The band’s lead singer, Brandon Flowers, explained in an interview with ShortList in 2015:

Record deals have changed. The radio now only looks at the charts. They play a song a few times, see how well it’s doing on iTunes and if it’s not doing well, they’ll stop promoting it.

That would have been a disaster for The Killers. Mr Brightside was released twice. It didn’t go down well first time. It wouldn’t have the opportunity in the current climate.

How did it end up like this, how did it end up like this?!

One explanation is that Mr Brightside is just simply an earworm of a tune from a time when most of its audience were in a better place. The world the early noughties for those of us old enough to remember was a time before the global financial crash, a decade of austerity, polarised political movements and general unease – if we conveniently forget all that stuff that happened with the War on Terror and the Iraq war then you have the simple fact music draws raw emotion from our very beings.

Speaking to Shaun Keaveny on his BBC Radio 4 show Earworms, Phillip Ball, author of The Music Instinct: How Music Works and Why We Can’t Do Without It, explained:

There are a lot of levels of how we respond emotionally to music. We read some kind of emotional content from the surface of the music, so sad music tends to be soft and slow and happy music is quite jaunty. But beyond that I think the things that excite us about music are more subtle. The things that really capture the emotions.

And a lot of it seems to be about he fact that music plays with our expectations. It sets us up to expect something, and then maybe it does something slightly different.
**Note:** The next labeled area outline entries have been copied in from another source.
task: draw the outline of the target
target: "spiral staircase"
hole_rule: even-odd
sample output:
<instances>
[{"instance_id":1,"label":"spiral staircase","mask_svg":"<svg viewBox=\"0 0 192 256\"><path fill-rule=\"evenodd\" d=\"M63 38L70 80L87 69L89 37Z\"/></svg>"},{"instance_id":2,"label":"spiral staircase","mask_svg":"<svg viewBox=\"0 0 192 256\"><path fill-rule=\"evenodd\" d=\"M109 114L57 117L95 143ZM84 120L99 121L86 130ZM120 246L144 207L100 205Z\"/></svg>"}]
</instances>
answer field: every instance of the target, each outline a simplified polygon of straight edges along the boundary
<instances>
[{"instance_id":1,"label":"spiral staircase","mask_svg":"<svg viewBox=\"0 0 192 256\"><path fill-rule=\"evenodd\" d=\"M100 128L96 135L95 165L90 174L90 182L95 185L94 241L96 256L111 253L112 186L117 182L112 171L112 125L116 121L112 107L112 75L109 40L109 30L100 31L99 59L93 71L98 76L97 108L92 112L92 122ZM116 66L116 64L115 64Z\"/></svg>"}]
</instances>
And that causes tension. If we eventually get what we expect, as we often do in music, we get the release. And that’s a satisfying cycle to go through that engages the emotions. Music goes straight to that tendency to predict and respond emotionally.

mr brightside white people memeJose Abitchua/Twitter

Apply this theory to Mr Brightside and you see that it’s the perfect cocktail of a tune. The immediately recognisable arpeggiated guitar intro sets you up for what’s to come; easily singalong-able and memorable lyrics of pain, sickness, jealousy, destiny and ultimately redemption.

The incredible feat is Mr Brightside hasn’t lost any steam despite coming out of his cage 15 years ago.

While there was a rush of memes in 2016, if you type his name into Twitter today you’ll still find a steady stream of people going crazy for the guy.

In a world before smartphones, international access to broadband internet and the streaming capabilities of the history of music at the world’s fingertips, would Mr Brightside have imagined everyone would still be singing his name 15 years after he was born. I never.